Without realizing it, this mix is devoid of vocals. Just instrumentals. It’s most likely a reaction to my anxiety around the upcoming election here in the states and the general state of the corona virus, but really I just want to zone out for a bit.
Pulled from the latest offering from A Year In The Country – a compilation entitled The Layering – Pulselovers invites us into the world of “Brodsworth” (0:00), an English coal mining town that has returned formerly derelict industrial land into beautiful natural landscapes contoured by the wastelands that lie beneath.

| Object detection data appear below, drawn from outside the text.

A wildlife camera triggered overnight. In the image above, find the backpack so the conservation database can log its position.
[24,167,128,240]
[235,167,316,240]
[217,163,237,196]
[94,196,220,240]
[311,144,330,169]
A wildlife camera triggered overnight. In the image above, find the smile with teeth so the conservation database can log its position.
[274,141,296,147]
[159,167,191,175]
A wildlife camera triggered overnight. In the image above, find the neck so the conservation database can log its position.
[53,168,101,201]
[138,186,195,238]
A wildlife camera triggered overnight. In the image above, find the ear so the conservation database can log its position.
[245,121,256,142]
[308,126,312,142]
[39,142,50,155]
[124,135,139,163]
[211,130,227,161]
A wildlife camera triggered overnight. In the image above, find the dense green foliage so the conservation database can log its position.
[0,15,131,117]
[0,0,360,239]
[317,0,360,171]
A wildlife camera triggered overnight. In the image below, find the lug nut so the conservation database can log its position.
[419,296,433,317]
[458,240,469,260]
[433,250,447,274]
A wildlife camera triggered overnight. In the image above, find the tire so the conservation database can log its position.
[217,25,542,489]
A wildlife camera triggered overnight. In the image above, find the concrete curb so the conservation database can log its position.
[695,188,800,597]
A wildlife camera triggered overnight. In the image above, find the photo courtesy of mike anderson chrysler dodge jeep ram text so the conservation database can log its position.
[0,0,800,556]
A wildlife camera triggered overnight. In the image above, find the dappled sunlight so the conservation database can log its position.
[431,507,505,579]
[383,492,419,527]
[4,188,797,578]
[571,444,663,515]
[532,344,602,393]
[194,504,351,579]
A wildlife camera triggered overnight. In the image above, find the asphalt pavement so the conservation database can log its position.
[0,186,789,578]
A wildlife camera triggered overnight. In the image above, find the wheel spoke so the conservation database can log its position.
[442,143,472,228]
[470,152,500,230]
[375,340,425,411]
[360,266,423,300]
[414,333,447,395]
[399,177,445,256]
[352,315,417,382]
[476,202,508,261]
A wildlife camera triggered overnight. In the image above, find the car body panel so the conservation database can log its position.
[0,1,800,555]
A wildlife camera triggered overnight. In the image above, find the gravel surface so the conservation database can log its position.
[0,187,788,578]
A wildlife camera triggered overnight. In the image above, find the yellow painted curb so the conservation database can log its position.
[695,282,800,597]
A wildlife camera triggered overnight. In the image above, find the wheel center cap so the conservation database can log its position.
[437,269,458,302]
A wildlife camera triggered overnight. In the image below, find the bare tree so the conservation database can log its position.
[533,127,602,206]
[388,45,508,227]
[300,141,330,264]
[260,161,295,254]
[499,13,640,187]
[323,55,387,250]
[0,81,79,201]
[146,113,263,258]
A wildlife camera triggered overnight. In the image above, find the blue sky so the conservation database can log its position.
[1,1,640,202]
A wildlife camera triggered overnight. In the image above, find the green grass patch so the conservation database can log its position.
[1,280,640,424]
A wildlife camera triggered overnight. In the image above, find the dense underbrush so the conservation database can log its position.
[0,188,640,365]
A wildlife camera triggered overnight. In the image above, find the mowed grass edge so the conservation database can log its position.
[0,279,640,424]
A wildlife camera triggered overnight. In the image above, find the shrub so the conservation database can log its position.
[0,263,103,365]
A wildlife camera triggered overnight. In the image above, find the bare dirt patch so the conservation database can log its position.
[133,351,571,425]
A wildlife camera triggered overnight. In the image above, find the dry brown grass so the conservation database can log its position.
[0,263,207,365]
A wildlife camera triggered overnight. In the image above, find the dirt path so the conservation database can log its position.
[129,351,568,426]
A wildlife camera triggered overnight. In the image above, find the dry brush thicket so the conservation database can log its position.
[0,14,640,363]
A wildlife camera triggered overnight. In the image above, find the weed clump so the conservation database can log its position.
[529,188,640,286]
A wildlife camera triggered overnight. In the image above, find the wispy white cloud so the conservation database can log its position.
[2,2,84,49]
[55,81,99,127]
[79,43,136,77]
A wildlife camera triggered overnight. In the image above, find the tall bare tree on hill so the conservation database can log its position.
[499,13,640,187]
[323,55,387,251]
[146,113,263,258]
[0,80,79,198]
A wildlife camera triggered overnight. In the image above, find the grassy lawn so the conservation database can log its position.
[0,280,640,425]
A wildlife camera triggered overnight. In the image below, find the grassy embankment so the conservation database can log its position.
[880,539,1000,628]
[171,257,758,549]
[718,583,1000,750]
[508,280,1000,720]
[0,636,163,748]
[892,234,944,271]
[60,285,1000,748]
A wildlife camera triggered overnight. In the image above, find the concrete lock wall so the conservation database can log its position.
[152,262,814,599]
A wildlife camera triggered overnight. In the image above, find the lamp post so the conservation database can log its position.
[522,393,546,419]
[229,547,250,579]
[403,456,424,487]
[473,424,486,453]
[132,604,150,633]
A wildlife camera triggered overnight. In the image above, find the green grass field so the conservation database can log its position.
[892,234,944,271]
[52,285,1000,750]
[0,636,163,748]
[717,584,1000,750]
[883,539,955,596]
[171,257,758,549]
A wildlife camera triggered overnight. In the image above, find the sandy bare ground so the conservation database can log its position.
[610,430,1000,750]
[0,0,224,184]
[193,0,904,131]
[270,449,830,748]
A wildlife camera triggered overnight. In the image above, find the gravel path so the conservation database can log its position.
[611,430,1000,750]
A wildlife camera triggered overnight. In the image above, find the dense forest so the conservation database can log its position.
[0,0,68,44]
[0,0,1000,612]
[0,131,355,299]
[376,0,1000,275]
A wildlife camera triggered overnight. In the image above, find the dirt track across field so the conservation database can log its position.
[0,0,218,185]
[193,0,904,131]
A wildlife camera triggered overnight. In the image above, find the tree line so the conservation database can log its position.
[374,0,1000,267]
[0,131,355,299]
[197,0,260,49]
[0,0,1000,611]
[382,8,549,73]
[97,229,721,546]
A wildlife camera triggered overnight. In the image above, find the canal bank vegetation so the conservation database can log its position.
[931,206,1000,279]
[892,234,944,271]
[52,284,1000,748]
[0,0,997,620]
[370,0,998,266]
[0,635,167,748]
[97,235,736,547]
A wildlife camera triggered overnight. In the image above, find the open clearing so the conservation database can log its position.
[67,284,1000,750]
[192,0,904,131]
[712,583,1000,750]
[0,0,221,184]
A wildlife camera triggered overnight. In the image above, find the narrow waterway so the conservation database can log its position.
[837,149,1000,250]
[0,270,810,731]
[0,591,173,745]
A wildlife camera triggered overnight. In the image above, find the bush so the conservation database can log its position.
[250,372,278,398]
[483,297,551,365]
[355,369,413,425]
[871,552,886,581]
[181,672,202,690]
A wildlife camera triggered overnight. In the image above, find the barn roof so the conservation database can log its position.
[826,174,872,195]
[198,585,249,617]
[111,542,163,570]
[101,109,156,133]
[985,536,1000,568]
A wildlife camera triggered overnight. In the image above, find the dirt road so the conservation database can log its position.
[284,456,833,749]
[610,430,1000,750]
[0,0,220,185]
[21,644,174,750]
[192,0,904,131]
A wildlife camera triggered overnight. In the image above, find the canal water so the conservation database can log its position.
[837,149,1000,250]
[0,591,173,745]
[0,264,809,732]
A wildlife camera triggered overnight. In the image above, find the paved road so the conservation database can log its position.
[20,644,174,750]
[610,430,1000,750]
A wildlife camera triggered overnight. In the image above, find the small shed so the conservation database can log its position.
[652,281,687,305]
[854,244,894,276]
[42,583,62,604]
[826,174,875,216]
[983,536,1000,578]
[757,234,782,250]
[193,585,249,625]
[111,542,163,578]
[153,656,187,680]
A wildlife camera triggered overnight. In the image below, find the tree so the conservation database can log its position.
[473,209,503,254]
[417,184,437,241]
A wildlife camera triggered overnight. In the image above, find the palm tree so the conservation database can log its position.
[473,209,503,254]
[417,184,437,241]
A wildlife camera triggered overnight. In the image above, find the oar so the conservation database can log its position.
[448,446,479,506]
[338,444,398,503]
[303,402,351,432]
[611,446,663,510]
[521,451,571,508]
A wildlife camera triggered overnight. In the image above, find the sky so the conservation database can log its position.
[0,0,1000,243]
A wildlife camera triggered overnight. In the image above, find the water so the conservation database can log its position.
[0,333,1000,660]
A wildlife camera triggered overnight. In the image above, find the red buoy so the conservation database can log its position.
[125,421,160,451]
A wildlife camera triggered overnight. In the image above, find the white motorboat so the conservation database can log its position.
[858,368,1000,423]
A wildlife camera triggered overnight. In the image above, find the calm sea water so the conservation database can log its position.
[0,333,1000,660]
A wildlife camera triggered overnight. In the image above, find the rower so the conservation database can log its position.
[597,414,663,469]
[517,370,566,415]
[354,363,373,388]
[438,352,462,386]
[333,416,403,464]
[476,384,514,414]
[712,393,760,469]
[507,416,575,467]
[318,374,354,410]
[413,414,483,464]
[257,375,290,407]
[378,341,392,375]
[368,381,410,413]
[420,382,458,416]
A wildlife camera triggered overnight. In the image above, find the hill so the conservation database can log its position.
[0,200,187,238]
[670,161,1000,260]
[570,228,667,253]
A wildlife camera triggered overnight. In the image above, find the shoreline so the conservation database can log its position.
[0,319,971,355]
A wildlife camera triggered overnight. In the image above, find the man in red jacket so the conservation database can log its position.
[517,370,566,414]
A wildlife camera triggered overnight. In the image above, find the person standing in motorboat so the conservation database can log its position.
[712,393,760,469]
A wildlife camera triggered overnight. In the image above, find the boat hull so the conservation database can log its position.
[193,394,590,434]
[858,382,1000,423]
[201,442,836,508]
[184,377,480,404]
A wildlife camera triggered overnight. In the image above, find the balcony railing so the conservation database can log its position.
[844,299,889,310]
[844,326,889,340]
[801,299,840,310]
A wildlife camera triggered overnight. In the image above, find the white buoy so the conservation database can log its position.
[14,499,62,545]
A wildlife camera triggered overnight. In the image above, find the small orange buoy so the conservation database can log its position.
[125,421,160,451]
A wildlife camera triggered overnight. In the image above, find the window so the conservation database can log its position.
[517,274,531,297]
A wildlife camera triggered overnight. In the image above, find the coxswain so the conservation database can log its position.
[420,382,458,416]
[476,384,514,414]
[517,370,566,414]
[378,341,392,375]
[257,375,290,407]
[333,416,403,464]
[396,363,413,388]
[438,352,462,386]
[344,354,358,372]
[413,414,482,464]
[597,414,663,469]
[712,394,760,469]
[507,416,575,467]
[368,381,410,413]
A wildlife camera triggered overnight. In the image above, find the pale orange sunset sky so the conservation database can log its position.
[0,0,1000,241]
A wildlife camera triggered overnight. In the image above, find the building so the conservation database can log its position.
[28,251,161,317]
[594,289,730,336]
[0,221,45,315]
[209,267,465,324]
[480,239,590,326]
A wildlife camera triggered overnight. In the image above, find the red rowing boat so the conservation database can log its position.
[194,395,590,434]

The compilation “is a reflection on how these, and other varied strata, are layered on top of one another, and/or sit side-by-side, with some being recorded, while others are forgotten or unknown, becoming part of a hidden or semi-hidden history.”
Point du Lac
The French duo Pointe du Lac (named after a Paris metro station), generate a driving motorik beat on “Program 3.14” (3:58) off their latest LP2.
You could close your eyes and imagine being sped around underground from station to station – feeling the movements of the train, the friction of the tracks and the jostling of the people.
This imaginary train terminates in the bucolic world of Jörgen Kjellgren, an ambient producer “contemplating the cosmic fringes of folk & Americana” on the track “Dulcet” (7:40).
Time starts to slow down with the arrival of Lazy Salon’s “Second Sight”(10:50), from an album of all kinds of cozy guitar playing.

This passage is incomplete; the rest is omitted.